8.1 Supervised cell type annotation
In the past a few years, the scRNA-seq data has dramatically increased in both quality and quantity. For the majority of tissue types, some existing studies on the same/similar tissue type are most likely available, and from these existing studies, we can figure out a list of candidate cell types to expect and curate a list of markers for each of them. In this case, we know the 7 cell types involved in the dataset, and curated a marker list from some existing PBMCs studies.

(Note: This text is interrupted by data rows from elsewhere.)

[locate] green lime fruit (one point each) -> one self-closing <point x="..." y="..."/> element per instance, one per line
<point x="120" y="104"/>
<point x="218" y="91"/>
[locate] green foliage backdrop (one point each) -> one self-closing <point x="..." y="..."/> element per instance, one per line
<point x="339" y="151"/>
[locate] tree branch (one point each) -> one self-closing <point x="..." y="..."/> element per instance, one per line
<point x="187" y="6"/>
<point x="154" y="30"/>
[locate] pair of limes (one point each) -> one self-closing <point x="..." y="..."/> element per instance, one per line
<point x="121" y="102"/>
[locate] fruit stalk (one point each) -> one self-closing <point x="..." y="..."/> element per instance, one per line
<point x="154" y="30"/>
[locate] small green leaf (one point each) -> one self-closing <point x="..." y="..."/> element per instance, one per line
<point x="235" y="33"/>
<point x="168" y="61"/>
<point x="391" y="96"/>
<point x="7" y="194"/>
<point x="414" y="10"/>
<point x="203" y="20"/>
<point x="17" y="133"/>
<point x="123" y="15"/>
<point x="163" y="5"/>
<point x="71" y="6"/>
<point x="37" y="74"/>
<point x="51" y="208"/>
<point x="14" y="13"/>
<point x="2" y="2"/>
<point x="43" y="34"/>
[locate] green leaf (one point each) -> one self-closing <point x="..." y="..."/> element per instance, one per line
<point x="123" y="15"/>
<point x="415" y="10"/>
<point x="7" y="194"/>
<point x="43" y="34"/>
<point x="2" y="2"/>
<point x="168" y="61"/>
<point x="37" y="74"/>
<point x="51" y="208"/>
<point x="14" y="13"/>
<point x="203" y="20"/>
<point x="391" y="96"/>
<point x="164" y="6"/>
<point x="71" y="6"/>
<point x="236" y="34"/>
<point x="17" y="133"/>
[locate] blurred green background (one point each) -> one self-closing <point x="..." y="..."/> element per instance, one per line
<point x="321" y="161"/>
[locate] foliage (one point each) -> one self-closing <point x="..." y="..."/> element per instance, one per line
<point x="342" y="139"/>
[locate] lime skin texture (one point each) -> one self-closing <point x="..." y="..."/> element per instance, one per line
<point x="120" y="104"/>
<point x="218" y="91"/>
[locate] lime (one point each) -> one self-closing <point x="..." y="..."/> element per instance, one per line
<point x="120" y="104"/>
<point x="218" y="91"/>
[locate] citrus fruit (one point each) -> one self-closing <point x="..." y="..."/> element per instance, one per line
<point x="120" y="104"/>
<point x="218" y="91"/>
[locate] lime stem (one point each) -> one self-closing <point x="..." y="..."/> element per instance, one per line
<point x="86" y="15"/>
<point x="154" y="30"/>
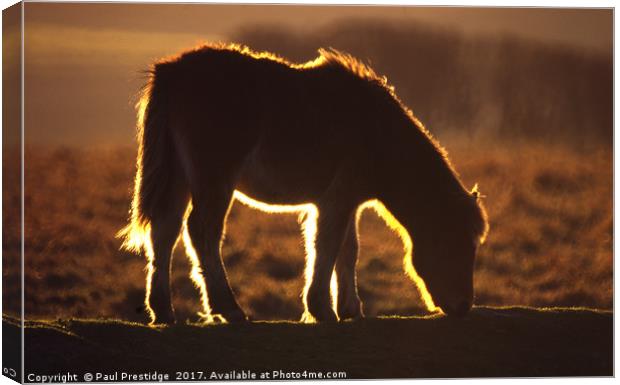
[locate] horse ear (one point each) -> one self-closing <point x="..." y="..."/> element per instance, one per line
<point x="475" y="192"/>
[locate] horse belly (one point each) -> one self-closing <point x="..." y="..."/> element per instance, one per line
<point x="289" y="181"/>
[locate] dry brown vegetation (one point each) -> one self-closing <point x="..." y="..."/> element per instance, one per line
<point x="550" y="243"/>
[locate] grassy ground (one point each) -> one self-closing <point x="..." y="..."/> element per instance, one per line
<point x="550" y="243"/>
<point x="506" y="342"/>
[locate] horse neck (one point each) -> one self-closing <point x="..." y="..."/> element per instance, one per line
<point x="418" y="184"/>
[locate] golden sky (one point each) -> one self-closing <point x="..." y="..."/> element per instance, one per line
<point x="83" y="61"/>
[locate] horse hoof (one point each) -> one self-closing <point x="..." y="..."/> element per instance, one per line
<point x="236" y="317"/>
<point x="163" y="321"/>
<point x="327" y="316"/>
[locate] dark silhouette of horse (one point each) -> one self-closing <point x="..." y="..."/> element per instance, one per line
<point x="327" y="138"/>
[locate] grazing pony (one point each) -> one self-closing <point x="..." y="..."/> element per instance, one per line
<point x="328" y="138"/>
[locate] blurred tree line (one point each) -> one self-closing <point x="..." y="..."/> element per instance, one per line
<point x="471" y="84"/>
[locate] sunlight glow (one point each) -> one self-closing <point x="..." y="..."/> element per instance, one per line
<point x="308" y="217"/>
<point x="393" y="224"/>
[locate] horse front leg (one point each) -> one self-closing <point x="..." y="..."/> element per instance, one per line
<point x="349" y="303"/>
<point x="331" y="229"/>
<point x="206" y="225"/>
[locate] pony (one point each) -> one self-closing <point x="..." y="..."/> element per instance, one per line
<point x="328" y="138"/>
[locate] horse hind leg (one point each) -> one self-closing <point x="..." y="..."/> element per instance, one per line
<point x="206" y="227"/>
<point x="349" y="303"/>
<point x="165" y="228"/>
<point x="330" y="231"/>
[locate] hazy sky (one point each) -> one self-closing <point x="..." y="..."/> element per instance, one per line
<point x="83" y="60"/>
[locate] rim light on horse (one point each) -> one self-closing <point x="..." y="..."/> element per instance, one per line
<point x="328" y="138"/>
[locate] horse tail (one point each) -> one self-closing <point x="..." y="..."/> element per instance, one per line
<point x="155" y="162"/>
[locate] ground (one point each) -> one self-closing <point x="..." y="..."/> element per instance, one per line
<point x="550" y="244"/>
<point x="505" y="342"/>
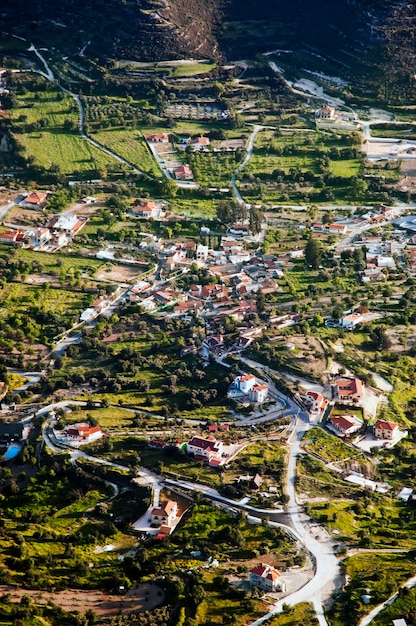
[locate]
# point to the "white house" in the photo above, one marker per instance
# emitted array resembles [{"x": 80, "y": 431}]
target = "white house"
[
  {"x": 164, "y": 514},
  {"x": 84, "y": 433},
  {"x": 351, "y": 321},
  {"x": 204, "y": 448},
  {"x": 266, "y": 577},
  {"x": 245, "y": 382},
  {"x": 202, "y": 253},
  {"x": 259, "y": 393}
]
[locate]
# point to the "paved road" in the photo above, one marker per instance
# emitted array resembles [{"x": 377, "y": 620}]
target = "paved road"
[
  {"x": 250, "y": 146},
  {"x": 31, "y": 378},
  {"x": 7, "y": 207},
  {"x": 409, "y": 584}
]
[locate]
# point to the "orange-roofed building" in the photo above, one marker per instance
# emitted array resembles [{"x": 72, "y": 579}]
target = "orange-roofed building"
[
  {"x": 37, "y": 198},
  {"x": 349, "y": 389},
  {"x": 165, "y": 514},
  {"x": 383, "y": 429},
  {"x": 346, "y": 425},
  {"x": 266, "y": 577}
]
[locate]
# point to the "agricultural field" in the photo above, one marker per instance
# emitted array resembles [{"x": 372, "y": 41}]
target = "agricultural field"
[
  {"x": 130, "y": 145},
  {"x": 373, "y": 521},
  {"x": 49, "y": 123}
]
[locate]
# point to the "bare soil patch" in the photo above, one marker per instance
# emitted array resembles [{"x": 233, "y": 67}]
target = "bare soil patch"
[
  {"x": 307, "y": 354},
  {"x": 40, "y": 279},
  {"x": 7, "y": 195},
  {"x": 136, "y": 600},
  {"x": 402, "y": 338},
  {"x": 86, "y": 210},
  {"x": 408, "y": 177},
  {"x": 119, "y": 273},
  {"x": 26, "y": 217}
]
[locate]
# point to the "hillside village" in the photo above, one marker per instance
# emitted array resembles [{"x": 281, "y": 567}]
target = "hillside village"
[{"x": 207, "y": 343}]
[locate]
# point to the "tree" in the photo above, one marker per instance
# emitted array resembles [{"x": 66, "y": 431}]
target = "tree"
[
  {"x": 260, "y": 301},
  {"x": 313, "y": 253},
  {"x": 256, "y": 218},
  {"x": 169, "y": 188}
]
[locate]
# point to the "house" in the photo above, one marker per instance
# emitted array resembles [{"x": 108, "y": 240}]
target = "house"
[
  {"x": 349, "y": 322},
  {"x": 12, "y": 236},
  {"x": 383, "y": 429},
  {"x": 84, "y": 432},
  {"x": 239, "y": 230},
  {"x": 326, "y": 113},
  {"x": 199, "y": 143},
  {"x": 245, "y": 382},
  {"x": 345, "y": 425},
  {"x": 404, "y": 494},
  {"x": 256, "y": 482},
  {"x": 88, "y": 200},
  {"x": 37, "y": 199},
  {"x": 349, "y": 389},
  {"x": 214, "y": 344},
  {"x": 337, "y": 229},
  {"x": 316, "y": 402},
  {"x": 147, "y": 210},
  {"x": 266, "y": 577},
  {"x": 204, "y": 448},
  {"x": 14, "y": 431},
  {"x": 68, "y": 223},
  {"x": 201, "y": 253},
  {"x": 165, "y": 514},
  {"x": 259, "y": 393},
  {"x": 40, "y": 236},
  {"x": 183, "y": 172},
  {"x": 158, "y": 138}
]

8.1.1 Annotate using signature scores
Given a marker list of candidate cell types, scMINER can estimate a signature score, which is mathematically the weighted mean of the expression of marker genes involved
, for each candidate cell type across all cell cluster. To do so, you will need to generate a signature table with three columns:
signature_name
: name of cell types/signatures;signature_feature
: markers genes/features of corresponding cell type/signature;weight
: weight of corresponding maker/feature in corresponding cell type/signature. It ranges from -1 to 1, so both positive and negtive markers are supoorted.
## Signature table of PBMC14k dataset
signature_table <- read.table(system.file("extdata/demo_pbmc14k/PBMC14k_signatureTable.txt", package = "scMINER"), header = TRUE, sep = "\t", quote = "", stringsAsFactors = FALSE)
head(signature_table)
## signature_name signature_feature weight
## 1 Monocyte CD14 1
## 2 Monocyte LYZ 1
## 3 Monocyte S100A8 1
## 4 Monocyte S100A9 1
## 5 Monocyte S100A12 1
## 6 NK FCGR3A 1
With this signature table, draw_bubbleplot()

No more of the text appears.